善福寺から少し進むと、通り沿いにこんな神社がありました。
住宅に挟まれて苦しそうに見えますが、この神社は大和市神社といい、御神体は剥製の大鷲です。
この大鷲は、大正14年(1925)秋、練馬区関町との境にあった一本松に留っているところを、散弾銃で撃たれたといわれています。大鷲は、弾が当たって松から落ちながらも向ってきたため、さらに撃たれて仕留められたそうです。鷲は、あまりの大きさであったことから、剥製として保存されました。翌15年(1926)には、村中の人々が話し合い、この鷲を御神体とするお社を建ててまつり、大和市神社としました。地域や近郷の人々は、大和市神社の講をつくり、現在も、毎年11月の酉の日に、井草八幡宮の神主を招いて祭礼が行われ、神社の前で熊手も売られています。以前は、お社のまわりが空いていたので、祭礼時はさまざまな屋台が出て、芝居や神楽なども行なわれました。とくに、芝居小屋が建つと、どこからこんなに集まったのかと思うほどの人で賑わったそうです。昔は娯楽が少なく、近郷近在の人たちにとっては、とても大きな楽しみだったのでしょう。大和市神社のほかに、大鷲の剥製を御神体とする区内のお社として、下井草1丁目の大鷲(オオトリ)神社があります。昔はなかなかのものだったんですね。
さらに進んで行くとまた神社があり、今度はかなり大きな神社です。
やや小さいながらも格式ある本殿の造りですね。この神社は、竹下稲荷神社といい、練馬区関町南にある稲荷神社です。
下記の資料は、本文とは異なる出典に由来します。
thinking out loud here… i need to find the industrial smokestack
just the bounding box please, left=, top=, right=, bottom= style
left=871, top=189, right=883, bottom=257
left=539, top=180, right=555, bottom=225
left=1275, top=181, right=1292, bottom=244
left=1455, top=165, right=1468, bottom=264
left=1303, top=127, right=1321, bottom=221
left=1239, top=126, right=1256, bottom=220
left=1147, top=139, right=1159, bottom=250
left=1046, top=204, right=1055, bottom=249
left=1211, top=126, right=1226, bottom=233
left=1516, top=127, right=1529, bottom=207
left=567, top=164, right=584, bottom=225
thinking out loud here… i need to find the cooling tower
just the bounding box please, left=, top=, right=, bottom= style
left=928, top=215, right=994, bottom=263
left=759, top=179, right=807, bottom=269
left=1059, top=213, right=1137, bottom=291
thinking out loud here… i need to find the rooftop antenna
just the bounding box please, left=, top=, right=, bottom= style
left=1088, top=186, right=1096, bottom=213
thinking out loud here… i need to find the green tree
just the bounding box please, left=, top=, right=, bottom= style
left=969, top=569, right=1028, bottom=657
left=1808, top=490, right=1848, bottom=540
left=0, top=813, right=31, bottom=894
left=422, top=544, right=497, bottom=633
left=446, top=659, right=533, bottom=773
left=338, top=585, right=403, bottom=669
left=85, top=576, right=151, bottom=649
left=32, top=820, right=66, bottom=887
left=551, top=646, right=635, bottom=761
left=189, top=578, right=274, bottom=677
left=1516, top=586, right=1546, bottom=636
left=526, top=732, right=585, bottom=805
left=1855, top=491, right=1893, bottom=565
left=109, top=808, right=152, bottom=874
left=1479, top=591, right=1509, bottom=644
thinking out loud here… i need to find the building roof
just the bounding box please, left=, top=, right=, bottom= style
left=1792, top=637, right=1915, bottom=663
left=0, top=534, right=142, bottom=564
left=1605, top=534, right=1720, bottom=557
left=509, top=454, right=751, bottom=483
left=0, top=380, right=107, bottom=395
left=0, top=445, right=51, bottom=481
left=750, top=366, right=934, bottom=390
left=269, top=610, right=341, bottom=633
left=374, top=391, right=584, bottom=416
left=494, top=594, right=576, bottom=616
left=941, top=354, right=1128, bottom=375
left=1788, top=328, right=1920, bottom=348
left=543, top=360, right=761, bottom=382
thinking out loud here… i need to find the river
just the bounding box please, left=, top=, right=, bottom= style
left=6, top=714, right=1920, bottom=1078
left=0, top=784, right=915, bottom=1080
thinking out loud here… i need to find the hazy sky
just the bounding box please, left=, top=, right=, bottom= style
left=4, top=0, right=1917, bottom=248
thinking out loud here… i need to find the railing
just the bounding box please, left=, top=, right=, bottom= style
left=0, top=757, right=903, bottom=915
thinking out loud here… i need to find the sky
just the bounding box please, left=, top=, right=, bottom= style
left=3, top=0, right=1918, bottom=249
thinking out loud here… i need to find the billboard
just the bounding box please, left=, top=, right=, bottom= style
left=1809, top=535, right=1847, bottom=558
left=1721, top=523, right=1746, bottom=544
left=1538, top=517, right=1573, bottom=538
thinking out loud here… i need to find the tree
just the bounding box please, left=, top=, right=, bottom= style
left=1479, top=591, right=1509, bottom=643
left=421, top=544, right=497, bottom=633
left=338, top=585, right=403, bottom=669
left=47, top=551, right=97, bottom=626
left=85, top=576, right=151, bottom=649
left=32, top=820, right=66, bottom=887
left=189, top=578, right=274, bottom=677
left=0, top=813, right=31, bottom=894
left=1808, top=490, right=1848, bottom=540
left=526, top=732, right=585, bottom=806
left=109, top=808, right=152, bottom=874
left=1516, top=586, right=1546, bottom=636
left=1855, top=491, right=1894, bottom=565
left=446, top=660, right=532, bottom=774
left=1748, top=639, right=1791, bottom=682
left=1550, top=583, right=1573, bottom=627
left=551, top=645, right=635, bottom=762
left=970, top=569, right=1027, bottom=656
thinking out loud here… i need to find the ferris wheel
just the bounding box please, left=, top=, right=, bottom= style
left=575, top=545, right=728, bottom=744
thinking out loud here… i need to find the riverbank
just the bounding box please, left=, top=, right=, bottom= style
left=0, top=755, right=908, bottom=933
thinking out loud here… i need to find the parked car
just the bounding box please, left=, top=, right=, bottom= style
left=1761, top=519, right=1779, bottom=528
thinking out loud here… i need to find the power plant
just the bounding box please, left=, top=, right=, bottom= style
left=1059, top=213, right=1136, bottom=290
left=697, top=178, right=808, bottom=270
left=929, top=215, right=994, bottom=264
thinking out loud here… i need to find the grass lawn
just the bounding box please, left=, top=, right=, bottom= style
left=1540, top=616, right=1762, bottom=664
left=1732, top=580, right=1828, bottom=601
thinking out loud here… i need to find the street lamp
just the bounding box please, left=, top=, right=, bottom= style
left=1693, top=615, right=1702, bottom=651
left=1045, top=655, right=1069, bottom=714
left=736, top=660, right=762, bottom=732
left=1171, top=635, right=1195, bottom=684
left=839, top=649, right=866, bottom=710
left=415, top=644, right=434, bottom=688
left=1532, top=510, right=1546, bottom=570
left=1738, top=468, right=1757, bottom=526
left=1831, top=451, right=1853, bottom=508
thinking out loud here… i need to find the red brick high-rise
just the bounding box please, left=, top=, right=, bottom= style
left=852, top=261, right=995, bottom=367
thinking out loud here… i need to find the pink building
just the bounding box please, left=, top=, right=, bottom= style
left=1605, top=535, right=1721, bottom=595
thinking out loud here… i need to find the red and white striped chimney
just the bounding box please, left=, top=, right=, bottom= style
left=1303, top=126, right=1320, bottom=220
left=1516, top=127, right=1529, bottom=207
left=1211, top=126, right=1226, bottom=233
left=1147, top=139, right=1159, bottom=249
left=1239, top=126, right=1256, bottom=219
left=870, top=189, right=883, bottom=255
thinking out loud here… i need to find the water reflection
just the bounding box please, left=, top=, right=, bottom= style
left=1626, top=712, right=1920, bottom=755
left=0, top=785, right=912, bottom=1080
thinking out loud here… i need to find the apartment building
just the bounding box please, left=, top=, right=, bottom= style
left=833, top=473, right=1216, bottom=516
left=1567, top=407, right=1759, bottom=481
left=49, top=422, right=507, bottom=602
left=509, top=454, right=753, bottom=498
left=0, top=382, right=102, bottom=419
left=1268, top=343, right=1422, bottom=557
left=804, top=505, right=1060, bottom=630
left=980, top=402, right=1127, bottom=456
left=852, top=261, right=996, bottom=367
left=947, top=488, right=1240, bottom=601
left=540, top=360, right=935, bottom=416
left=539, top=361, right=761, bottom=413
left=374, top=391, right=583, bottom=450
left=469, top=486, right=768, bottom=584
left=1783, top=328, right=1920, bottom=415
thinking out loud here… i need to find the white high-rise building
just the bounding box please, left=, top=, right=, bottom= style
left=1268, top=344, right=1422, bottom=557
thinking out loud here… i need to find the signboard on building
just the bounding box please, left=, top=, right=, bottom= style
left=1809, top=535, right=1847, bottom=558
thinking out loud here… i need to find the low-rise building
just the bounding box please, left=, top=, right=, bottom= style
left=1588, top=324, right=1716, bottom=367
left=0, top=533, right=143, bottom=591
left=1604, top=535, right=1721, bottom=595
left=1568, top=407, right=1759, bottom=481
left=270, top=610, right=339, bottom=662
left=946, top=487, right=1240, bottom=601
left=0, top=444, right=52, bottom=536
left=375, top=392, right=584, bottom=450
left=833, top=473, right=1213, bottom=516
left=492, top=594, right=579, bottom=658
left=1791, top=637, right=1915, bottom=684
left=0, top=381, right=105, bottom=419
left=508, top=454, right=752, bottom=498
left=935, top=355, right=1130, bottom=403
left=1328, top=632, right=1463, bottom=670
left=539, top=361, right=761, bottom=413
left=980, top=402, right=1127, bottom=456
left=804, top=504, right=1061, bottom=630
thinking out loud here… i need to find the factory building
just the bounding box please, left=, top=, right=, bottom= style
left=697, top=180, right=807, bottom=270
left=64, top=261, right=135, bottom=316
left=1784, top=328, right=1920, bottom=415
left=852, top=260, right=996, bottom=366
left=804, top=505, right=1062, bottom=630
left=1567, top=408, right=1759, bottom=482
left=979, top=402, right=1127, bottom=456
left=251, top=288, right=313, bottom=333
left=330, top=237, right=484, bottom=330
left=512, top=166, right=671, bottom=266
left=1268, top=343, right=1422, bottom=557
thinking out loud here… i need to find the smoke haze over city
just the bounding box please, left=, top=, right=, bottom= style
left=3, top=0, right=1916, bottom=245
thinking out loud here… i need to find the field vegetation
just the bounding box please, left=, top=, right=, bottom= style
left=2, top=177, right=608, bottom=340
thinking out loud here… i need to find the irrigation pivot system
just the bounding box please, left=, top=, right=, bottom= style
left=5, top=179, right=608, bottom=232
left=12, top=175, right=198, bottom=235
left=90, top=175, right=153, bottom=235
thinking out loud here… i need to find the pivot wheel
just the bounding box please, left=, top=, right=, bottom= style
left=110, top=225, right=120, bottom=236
竹下稲荷神社は、当地周辺の竹下新田が開発(天明四年1784)された頃に創建したと推定されています。明治時代に入り、近隣にあった竹下厳島神社に合祀、さらに竹下厳島神社は天祖若宮八幡宮に合祀されましたが、平成3年に分離して竹下稲荷神社となったといいます。青梅街道との関係について説明があります。青梅街道は、新宿から青梅を経て、甲府の東で甲州街道と合する道で、慶長十一年(1606)江戸城の大改修にあたって、青梅付近より産する石灰を江戸府内に搬入するために開かれたと伝えられています。石灰搬送などの産業道路としてばかりでなく、御嶽山の参詣や、甲州裏街道として、旅人が行き交う街道でもありました。この付近は江戸時代中頃に開発され、竹下新田と呼ばれていました。稲荷神社もその頃の創建と考えられ、「新編武蔵風土記稿」には村民持と記されています。大正二年(1913)以降は旧竹下新田の鎮守となりました。とのことでした。